Workshop 02 (WK02): Workshop on Education in Bioinformatics (WEB) - Exploiting Cloud and Virtual Resources for Training
Attention Conference Presenters - please review the Speaker Information Page available here.Monday, July 11, 10:10 am – 12:40 pm
Computing in cloud-based infrastructure is becoming increasingly prevalent in bioinformatics. Popularity with numerous code repositories, forums and in particular, application distribution platforms, has grown in parallel with increased usage of the cloud for bioinformatics. The movement goes beyond virtual machines and open sharing of code. Cloud services (Amazon, Google, iPlant), or home institution settings make available full fledge analysis pipelines (tools, data storage, access to high-performance computing), scalable to any size of research project. How do bioinformatics training programs keep pace with this changing landscape? How do bioinformatics trainers use these technology resources in their own classes, while keeping the complexity and ensuing stress to a minimum, for themselves and the trainees? What are the best technology choices for a trainee and how can learning be translated from the training environment back to the lab? More importantly, can the use of cloud resources in training be used to effectively enhance bioinformatics skills?
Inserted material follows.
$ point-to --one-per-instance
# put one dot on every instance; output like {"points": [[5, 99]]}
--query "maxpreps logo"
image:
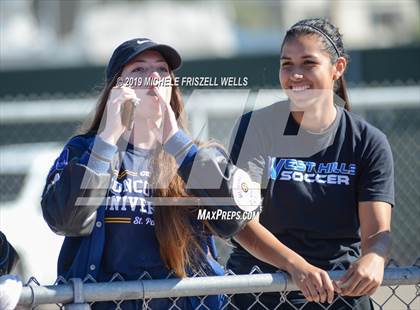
{"points": [[311, 172]]}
Through a series of presentations show-casing the use of cloud-based technologies and related tools in bioinformatics training programs, this workshop aims to highlight how these technologies can be effectively used in educational environments.
This workshop will consist of three presentations on topics ranging from packaging bioinformatics software to cloud-based compute environments, and their easy and reliable use in classrooms; and it will conclude with a panel debate on the merits and pitfalls of shifting bioinformatics training programs to the cloud.
Part A: Getting the Best Training in Computational Biology in an Era of Cloud Computing and Big Data
Speaker: Phil Bourne, National Institutes of Health, Bethesda, United SatesSlides
The NIH has established a data science initiative in recognition of the increasingly analytical nature of biomedical research. From the point of view of the external research community this is embodied in the Big Data to Knowledge (BD2K) initiative which has an extensive training component. This talk will outline some of the experiences and opportunities with current training programs – courses available, training modalities etc. - with particular emphasis on the use of clouds.
Part B: How to Scale Science and People Using the Cloud
Speaker: Nirav Merchant, Director of Bio Computing, University of Arizona, Co-PI, CyVerse Collaborative (formerly iPlant Collaborative)Slides
Nirav Merchant will discuss the benefits (and challenges) of adapting cloud environments to education as well as research. Working within their own customized instances, an educator (faculty member, workshop instructor, a colleague) can offer learners a uniform and reproducible setting – making it easier to teach, and safe to make mistakes. As learners scale, the cloud scales with them – from learning how to use Linux on a single-cpu instance to understanding how to mix and match cloud with high-performance computing and data grid resources.
Coffee Break (11:10 - 11:40 am)
Part C: Packaging computational biology tools for broad distribution and ease-of-reuse
Speaker: Matthew Vaughn, Director of Life Sciences Computing, Texas Advanced Computing Center, Co-PI: Cyverse, Araport, Jetstream CloudSlides
A typical instance of computational biology software is composed of interpreted code, compiled binaries, shared libraries, and shell scripts, sometimes mixed in with use of web services or databases, running in the context of a complex computer operating system, atop increasingly sophisticiated physical resources. How can we expect computations to be sharable and reproducible, and how can we hope to train people to use such resources? This talk will describe how the Texas Advanced Computing Center enables distribution and use scientific software via various approaches, including Jupyter notebooks, Github repositories, computation-oriented web service APIs, virtual machine images, and container technologies such as Docker, and how these approaches complement one another for training and education.
Part D: Panel - Experience Exchange: Ideas for Exploiting the Cloud in Bioinformatics Training
Moderator: Michelle Brazas, Ontario Institute for Cancer Research
Panel Speaker: Phil Bourne, National Institutes of Health
Panel Speaker: Nirav Merchant, iPlant Collaborative
Panel Speaker: Annette McGrath, Life Science Informatics, CSIRO, Australia
Panel Speaker: Matthew Vaughn, Life Sciences Computing, Texas Advanced Computing Center
This panel session will be a forum for discussion and exchange of strategies and approaches for applying cloud technologies and tools to the bioinformatics classroom. It will also be a discussion of the gaps and pitfalls in doing so. Come share your experiences and ideas on cloud-based bioinformatics training with the panel and audience.